With the trend for adding extensions to create an open plan living, cooking and eating area, Jason feels they are often designed with daytime and summer in mind, but come winter or the evening they can be lacking that cosy, snug space where actually people just want to curl up in front of the TV.
Jason cites a number of reasons why people are staying in their houses for longer: houses are more expensive, stamp duty makes it very costly to move, flexibility in working arrangements means people don't have to move for work as much. And while people tend to stay in their homes for longer, their needs change depending on children growing up, moving away etc, so that flexibility again is so important with being able to adapt to the occupants, rather than moving out.

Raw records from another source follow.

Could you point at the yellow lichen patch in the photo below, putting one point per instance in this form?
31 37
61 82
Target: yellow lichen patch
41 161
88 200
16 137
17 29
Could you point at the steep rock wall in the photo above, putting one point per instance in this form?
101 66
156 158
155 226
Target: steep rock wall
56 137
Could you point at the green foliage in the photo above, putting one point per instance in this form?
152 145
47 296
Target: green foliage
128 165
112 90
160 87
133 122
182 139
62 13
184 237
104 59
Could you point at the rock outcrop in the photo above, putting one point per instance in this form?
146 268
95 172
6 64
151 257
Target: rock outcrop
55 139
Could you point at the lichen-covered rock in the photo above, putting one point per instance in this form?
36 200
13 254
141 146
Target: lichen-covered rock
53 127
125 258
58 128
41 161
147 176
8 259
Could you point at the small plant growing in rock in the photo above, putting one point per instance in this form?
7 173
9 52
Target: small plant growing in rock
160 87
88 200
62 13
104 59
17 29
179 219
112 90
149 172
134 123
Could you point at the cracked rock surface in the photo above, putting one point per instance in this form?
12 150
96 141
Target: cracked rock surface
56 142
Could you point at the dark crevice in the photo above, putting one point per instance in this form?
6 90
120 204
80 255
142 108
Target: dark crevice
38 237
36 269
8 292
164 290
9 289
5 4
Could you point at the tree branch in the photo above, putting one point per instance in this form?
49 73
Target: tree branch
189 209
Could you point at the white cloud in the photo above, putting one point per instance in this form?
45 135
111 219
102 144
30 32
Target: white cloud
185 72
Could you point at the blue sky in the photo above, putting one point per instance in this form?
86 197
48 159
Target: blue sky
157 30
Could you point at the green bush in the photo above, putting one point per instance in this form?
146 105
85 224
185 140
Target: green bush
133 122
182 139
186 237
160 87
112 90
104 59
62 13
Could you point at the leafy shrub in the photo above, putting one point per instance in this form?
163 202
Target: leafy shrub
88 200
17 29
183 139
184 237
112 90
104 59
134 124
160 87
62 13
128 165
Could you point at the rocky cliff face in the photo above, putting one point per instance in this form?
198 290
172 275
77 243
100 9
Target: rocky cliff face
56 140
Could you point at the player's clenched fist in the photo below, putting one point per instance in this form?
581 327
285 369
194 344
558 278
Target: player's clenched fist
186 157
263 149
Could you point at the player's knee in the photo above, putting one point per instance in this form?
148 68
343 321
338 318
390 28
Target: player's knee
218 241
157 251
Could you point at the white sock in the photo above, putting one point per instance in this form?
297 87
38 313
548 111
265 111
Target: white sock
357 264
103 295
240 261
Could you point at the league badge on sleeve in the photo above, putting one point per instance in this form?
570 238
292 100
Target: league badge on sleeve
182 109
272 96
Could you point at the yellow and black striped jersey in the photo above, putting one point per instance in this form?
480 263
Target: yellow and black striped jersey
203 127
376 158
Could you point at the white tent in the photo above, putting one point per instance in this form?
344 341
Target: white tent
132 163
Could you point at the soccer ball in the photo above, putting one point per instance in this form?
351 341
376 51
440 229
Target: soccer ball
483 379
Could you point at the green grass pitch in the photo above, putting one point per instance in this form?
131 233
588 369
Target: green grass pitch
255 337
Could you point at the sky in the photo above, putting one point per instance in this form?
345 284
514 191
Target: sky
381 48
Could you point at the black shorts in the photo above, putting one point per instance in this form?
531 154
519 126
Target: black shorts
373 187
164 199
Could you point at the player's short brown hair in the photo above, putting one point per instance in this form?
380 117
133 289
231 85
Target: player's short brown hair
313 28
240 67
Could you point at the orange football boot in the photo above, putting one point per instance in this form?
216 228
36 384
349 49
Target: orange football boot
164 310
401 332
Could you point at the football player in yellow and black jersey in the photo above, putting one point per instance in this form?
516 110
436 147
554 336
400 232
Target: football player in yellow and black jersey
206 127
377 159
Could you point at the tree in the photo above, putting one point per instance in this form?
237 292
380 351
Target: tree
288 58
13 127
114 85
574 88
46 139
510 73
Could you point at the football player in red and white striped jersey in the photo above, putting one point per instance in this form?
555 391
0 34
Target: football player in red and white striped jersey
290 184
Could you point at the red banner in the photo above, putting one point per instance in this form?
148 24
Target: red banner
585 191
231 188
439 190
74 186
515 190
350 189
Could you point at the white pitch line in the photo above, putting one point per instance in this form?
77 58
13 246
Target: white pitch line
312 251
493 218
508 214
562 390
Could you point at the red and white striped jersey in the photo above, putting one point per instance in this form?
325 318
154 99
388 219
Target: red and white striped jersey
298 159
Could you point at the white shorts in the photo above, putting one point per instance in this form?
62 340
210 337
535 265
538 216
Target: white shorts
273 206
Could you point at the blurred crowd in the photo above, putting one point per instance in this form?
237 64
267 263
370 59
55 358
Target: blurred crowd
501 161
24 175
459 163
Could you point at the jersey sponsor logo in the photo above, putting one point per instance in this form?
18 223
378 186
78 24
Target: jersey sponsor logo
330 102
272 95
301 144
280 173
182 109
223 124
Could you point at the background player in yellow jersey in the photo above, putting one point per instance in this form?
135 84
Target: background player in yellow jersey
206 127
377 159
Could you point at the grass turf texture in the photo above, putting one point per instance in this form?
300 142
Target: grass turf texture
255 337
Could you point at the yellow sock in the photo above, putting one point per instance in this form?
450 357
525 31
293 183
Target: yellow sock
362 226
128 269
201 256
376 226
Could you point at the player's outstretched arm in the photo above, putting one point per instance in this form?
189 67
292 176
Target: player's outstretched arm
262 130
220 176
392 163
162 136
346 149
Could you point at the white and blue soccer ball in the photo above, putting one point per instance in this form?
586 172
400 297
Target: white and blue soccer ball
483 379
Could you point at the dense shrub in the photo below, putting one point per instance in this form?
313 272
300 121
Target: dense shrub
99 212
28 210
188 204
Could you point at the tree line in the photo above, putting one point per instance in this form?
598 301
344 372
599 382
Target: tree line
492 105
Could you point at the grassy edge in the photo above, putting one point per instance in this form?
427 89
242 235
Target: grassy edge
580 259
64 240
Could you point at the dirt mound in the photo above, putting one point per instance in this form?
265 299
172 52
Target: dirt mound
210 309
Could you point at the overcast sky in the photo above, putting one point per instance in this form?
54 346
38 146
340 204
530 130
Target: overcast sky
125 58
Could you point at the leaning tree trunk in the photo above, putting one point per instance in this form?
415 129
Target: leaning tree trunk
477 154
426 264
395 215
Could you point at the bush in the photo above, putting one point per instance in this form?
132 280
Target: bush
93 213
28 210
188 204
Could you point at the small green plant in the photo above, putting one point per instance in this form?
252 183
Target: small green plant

It isn't affordable enough for younger generations
A notable change in the types of people attending the home shows is that the self build community is getting older and greyer. Nowadays self build can take more money to do than it used to, with greater demand for land and resulting prices escalating, and the cost of materials increasing.
Jason worries that the opportunities for self build are not as available now to people in their twenties and thirties, and this is something that he would like to see change. But that will take changes in financial offerings, planning law and land availability.
His advice to them would be to be realistic and flexible in terms of area and the type of plot to go for. He warns against holding out for the perfect plot on the edge of a village with panoramic views, and suggests instead considering looking at the less attractive plots. He says as well as ugly duckling houses, there are ugly duckling plots which, once landscaped and with a well designed house on top, can really add value.
Jason suggests starting out in self build like starting on the property ladder, where you start small, do it two or three times and work your way up to building the house of your dreams. And with labour accounting for roughly half the costs on the build, he says you can save thousands of pounds by doing things like the tiling, kitchen fitting, decorating and landscaping yourself.
“One of the great unwritten things about self-building and renovating as well is that you never seem to quite get that day where you sit back and you say, ‘I’ve done it’ and you can sit back and enjoy it.
“You’ve just got to enjoy it as it goes through and take those little marks because there’s always going to be the garden to do; there’s always going to be that bit of the house that you didn’t quite finish off properly. I think for people who are interested in housing like we are, and there are thousands of people like us, I think, you have to just realise that that’s part of the process and part of the pleasure.”